Der Revision der beklagten Partei wird nicht Folge gegeben.

Die beklagte Partei ist schuldig, der klagenden Partei binnen 14 Tagen die mit 1.883,16 EUR (darin 313,86 EUR USt) bestimmten Kosten des Revisionsverfahrens zu ersetzen.

Text

Entscheidungsgründe:

Die (ursprünglich Zweit-)Klägerin ist Landwirtin, die Beklagte ist Steuerberaterin. Mit rechtskräftigem Zwischenurteil vom 16. 6. 2016 wurde die Haftung der Beklagten gegenüber der Klägerin für die Verletzung einer Kontrollpflicht festgestellt (ON 41, 47). Dem lag zugrunde, dass die Beklagte bei den für den ursprünglichen Erstkläger erstellten Einkommensteuererklärungen die Möglichkeit der sogenannten kleinen Option gemäß § 23 Abs 1b BSVG nicht angesprochen hatte. Ihm und der Klägerin wurden in der Fassung von der Sozialversicherungsanstalt der Bauern Nachzahlungen vorgeschrieben, die bei früherer Optionsausübung zu vermeiden gewesen wären. Die Klägerin macht deshalb einen Schadenersatzanspruch in Höhe von (eingeschränkt) 29.554,56 EUR sA geltend.

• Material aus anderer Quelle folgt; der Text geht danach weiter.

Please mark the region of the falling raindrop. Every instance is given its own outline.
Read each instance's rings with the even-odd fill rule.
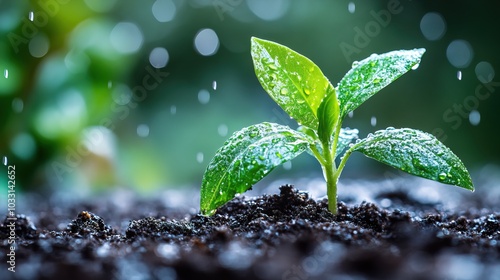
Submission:
[[[203,157],[204,157],[204,156],[203,156],[203,153],[202,153],[202,152],[197,153],[197,154],[196,154],[196,161],[197,161],[198,163],[202,163],[202,162],[203,162]]]
[[[228,132],[227,125],[225,124],[219,125],[219,127],[217,128],[217,132],[219,133],[220,136],[225,137]]]
[[[12,111],[21,113],[24,109],[24,102],[21,98],[14,98],[12,100]]]
[[[137,135],[139,137],[148,137],[149,136],[149,126],[147,124],[140,124],[137,126]]]
[[[354,12],[356,11],[356,4],[354,4],[353,2],[349,2],[349,5],[347,5],[347,10],[349,11],[349,13],[354,14]]]
[[[472,110],[469,113],[470,124],[476,126],[481,122],[481,114],[477,110]]]
[[[206,89],[202,89],[198,92],[198,101],[201,104],[207,104],[210,101],[210,92]]]
[[[287,161],[287,162],[283,163],[283,169],[285,169],[285,170],[292,169],[292,162],[291,161]]]
[[[212,29],[202,29],[194,38],[194,46],[203,56],[214,55],[219,49],[219,37]]]

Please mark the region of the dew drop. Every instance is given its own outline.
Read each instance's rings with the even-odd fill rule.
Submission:
[[[356,11],[356,4],[354,4],[353,2],[349,2],[349,5],[347,5],[347,10],[349,11],[349,13],[354,14],[354,12]]]
[[[207,104],[210,101],[210,92],[206,89],[202,89],[198,92],[198,101],[201,104]]]
[[[140,124],[137,126],[137,135],[145,138],[149,136],[149,126],[147,124]]]
[[[477,110],[472,110],[469,113],[470,124],[476,126],[481,122],[481,114]]]
[[[198,163],[202,163],[202,162],[203,162],[203,157],[204,157],[204,155],[203,155],[203,153],[202,153],[202,152],[197,153],[197,154],[196,154],[196,161],[197,161]]]
[[[24,109],[24,102],[21,98],[14,98],[12,100],[12,111],[21,113]]]
[[[220,136],[225,137],[228,132],[227,125],[225,124],[219,125],[219,127],[217,128],[217,132],[219,133]]]
[[[291,161],[287,161],[287,162],[283,163],[283,169],[285,169],[285,170],[292,169],[292,162]]]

Zur noch verfahrensgegenständlichen Höhe ihres Schadens brachte die Klägerin vor, dass es sich um jenen Schaden handle, der bei rechtzeitiger und richtiger Aufklärung zu vermeiden gewesen wäre. Ob und in welcher Höhe sie künftig einen Vor- oder Nachteil aus der tatsächlichen Zahlung haben werde, sei nicht relevant. Immerhin sei ungewiss, ob sie künftig überhaupt Leistungen in Anspruch nehmen könne.

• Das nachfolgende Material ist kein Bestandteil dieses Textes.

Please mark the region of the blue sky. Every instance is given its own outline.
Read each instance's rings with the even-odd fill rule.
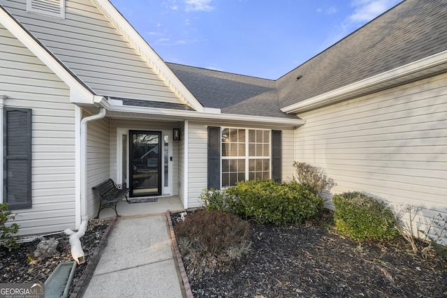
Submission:
[[[167,62],[276,80],[401,0],[111,0]]]

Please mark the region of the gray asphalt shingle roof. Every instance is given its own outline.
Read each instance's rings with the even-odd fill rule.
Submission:
[[[445,50],[447,1],[406,0],[276,81],[167,64],[206,107],[284,118],[281,107]]]
[[[205,107],[224,114],[296,119],[279,110],[274,81],[168,63]]]
[[[279,78],[278,95],[285,107],[446,50],[447,1],[406,0]]]

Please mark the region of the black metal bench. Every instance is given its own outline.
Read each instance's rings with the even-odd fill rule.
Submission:
[[[115,213],[118,215],[117,211],[117,203],[123,198],[129,202],[127,197],[129,195],[129,188],[126,188],[126,184],[116,184],[111,179],[98,184],[92,188],[96,191],[99,195],[99,210],[96,218],[99,217],[99,212],[104,208],[112,208],[115,210]]]

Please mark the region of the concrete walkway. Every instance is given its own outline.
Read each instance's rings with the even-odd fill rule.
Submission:
[[[118,218],[83,297],[184,297],[166,216]]]

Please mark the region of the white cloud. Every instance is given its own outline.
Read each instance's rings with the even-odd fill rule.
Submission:
[[[326,15],[332,15],[332,13],[335,13],[338,12],[338,9],[336,7],[330,6],[325,8],[318,8],[316,10],[317,13],[323,13]]]
[[[185,0],[186,11],[210,11],[214,9],[210,3],[212,0]]]
[[[355,0],[354,13],[349,17],[353,22],[369,22],[394,6],[400,0]]]
[[[353,12],[330,32],[323,43],[320,51],[326,49],[349,33],[391,8],[402,0],[353,0]],[[325,11],[325,10],[324,10]]]

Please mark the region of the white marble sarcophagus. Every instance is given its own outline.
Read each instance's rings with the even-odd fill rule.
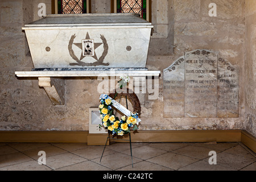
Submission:
[[[48,15],[26,24],[35,68],[146,68],[153,26],[137,14]]]
[[[53,105],[65,105],[65,77],[130,76],[141,90],[160,73],[146,68],[152,28],[137,14],[47,15],[22,28],[34,68],[15,75],[38,77]]]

Die Beklagte bestritt und wandte im Wesentlichen ein, dass die Höhe der Sozialversicherungsbeiträge auch eine höhere Pension zur Folge habe, die bei der Schadensberechnung als mindernd zu berücksichtigen sei.

Das Erstgericht gab dem Klagebegehren statt. Es stellte fest:

„Die Differenz zulasten der Klägerin zwischen tatsächlich vorgeschriebenen SVB-Beiträgen inklusive Beitragszuschlag und den fiktiv vorzuschreiben gewesenen SVB-Beiträgen, wenn die Option nach § 23 Abs 1b BSVG zwischen 03/2005 und 12/2009 angewendet worden wäre, beträgt – unter Einbeziehung des Jahres 2011 – EUR 37.191,57 (wird das Jahr 2011 nicht einbezogen EUR 29.554,56). Die Beitragsgrundlage 2011 beinhaltet trotz der mittlerweile ausgeübten kleinen Option die 2011 vorgeschriebenen SVB-Nachzahlungen aus den Jahren 2005 bis 2009. Diese wären nicht angefallen, wenn von vornherein die kleine Option ausgeübt worden wäre.

Die Klägerin hätte bis zum Regelpensionsantrittsalter noch 6,75 Beitragsjahre zu leisten. Folgend der Sterbetafel 2010/12 hat sie gerechnet ab 2018 eine weitere Lebenserwartung von 30,75 Jahren und damit 24 Pensionsjahre. Der Wert der Pension, der aufgrund der pauschalen Beitragsgrundlage (§ 23 Abs 4b BSVG) in den Jahren 2005 bis 2009 ermittelt wurde, ist zum 31. 12. 2009 um EUR 45.538,90 höher, als wenn dieser auf Grundlage der kleinen Option (§ 23 Abs 1b BSVG) ermittelt worden wäre/ bzw. ergibt sich abgezinst auf den 31. 12. 2011 ein Betrag von EUR 49.725,36. Stellt man diese Werte des Mehraufwands der SVB Beiträge und der höheren Pensionleistung gegenüber hat die Klägerin einen Vorteil durch die Nichtanwendung der kleinen Option in den Jahren 2005 bis 2009 von EUR 15.984,34 bzw. – unter Einbeziehung des Jahres 2011 – von EUR 12.533,79. Stellt man also die Pensionsleistungen und SVB-Beiträge der Klägerin gegenüber, werden die finanziellen Verhältnisse der Klägerin – sollten die Pensionsleistungen entsprechend den ausgewiesenen Pensionsberechnungen eintreten – in Summe durch die Nichtinanspruchnahme der kleinen Option günstiger sein. Ob dieser Fall sich tatsächlich realisieren wird, kann nicht festgestellt werden. Immerhin beruht die Kalkulation des Pensionsvorteils auf einer Zukunftsrechnung, welcher gegenwärtige Annahmen zu Grunde liegen, die sich in Zukunft anders gestalten können (zB 30 jähriger Zinsdurchschnitt, Höhe der Steuern und SV-Beiträge 2018, durchschnittliche Lebenserwartung laut Sterbetafel). Es kann nicht festgestellt werden, wie lange die Klägerin leben wird und sohin ob sie in den Ruhegenuss/Pension kommen wird.“

In rechtlicher Hinsicht verneinte das Erstgericht einen Vorteilsausgleich. Es stehe nicht fest, dass der errechnete Vorteil der Klägerin bereits eingetreten sei oder in Zukunft tatsächlich eintreten werde.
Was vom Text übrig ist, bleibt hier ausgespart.